As my character died for the first time due to my own curiosity and stumbling into a spike trap, that’s when the game’s soundtrack kicked on for the first time softly playing and gradually getting louder. My God people, the music! Jim Guthrie has once again nailed it as the song began to play, it fit so well with what was going on screen, it was beautiful magic. For a taste, have a listen here. I could have played more and I wanted to, but I could feel the evil eyes of the growing crowd behind me, so reluctantly, I gave up my seat and controller to the next person in line to hopefully experience the same joy I had just felt.
Below isn’t for the faint of heart and proves to be a difficult game. That’s part of the fun in my opinion as even though you *will* die, Below encourages discovering and exploring.

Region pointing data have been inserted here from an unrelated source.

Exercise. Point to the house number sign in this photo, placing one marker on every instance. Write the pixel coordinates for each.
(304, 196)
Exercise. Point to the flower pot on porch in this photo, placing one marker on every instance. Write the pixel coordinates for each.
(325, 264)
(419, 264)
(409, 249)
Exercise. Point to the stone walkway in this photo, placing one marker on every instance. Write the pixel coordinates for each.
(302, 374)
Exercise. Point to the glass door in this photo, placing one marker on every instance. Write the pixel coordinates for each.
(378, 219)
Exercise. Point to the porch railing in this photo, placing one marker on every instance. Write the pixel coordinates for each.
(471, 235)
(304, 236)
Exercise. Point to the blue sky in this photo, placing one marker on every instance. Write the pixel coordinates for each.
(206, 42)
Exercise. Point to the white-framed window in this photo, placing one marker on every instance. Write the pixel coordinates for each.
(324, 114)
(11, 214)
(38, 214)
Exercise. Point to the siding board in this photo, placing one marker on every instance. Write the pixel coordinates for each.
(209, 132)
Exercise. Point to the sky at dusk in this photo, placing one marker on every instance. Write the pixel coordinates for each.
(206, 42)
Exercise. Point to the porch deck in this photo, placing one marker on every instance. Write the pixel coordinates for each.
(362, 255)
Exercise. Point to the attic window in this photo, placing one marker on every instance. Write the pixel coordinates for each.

Combine that addictive gameplay with amazing visuals and what will be a stunning soundtrack, Below is definitely one to watch out for when it releases in a few months for Xbox One and Steam.
Super T.I.M.E. Force
This pixelated, side scrolling shooter has been in development for a while now, but this was my first real opportunity to get some hands on time with it. Located in the large Microsoft booth on a single machine, I finally got my chance to bend time and space to my will.
Essentially a trippy action shooter with gorgeous pixel art, STF is Capy’s take on old school side scrolling Contra style games. Super T.I.M.E. Force challenges players to quickly make their way from beginning to end of a level in 60 seconds, but also gives the player the ability to not only add additional seconds but to mess with it in some very interesting ways as well.

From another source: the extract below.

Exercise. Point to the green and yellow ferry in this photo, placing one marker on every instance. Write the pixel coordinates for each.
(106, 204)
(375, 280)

The aspect that really impressed me was the “Time Out” mechanic which is at the core of this title. Time Out records previous playthroughs and when activated, will play them out with your current character giving you the appearance of having more than one character playing at once. Think of it as single player co-op. Initially, I thought it was only to be used when your character died (one hit kills naturally), but after watching and understanding how to use it effectively, the possibilities that it adds to the game cannot be understated. You can essentially use Time Out anytime you want (even though you do have a finite amount) giving you as many copies of your previous runs as you want to help out your current “live” character.
At one point in the game, I had to save a character trapped behind a steel barrier. I could shoot at the beam and eventually it would break, but alone, the chracter would be killed by an enemy in the room with him. by using Time Out three times, I created three copies of my previous characters all shooting at the beam. With this much firepower helping me, the beam was destroyed very quickly and the enemy beaten before it could kill that character. The copies then disappear when during their run, the Time Out feature was called for them so it’s not like you can have a huge army following you through the whole level.
I actually surprised the Xbox employee when I beat the demo level so quickly and he asked me if I wanted to sample the next level. Of course, the only correct answer was a resounding yes! Being third in line and watching the mistakes of the people in front of me certainly helped. Capy’s sense of humor is on full display, the playable characters are all diverse and interesting, and the game is just downright fun. While we don’t have a solid release date quite yet, it does sound like the game will be gracing us sooner rather than later, first on Xbox One through the ID@Xbox program.
Side Note! I got a chance to quickly meet Nathan Vella (co-founder/President of Capybara Games) quickly when he stopped by the Super T.I.M.E. Force booth. Awesome guy, and someone who’s very easy to root for and support.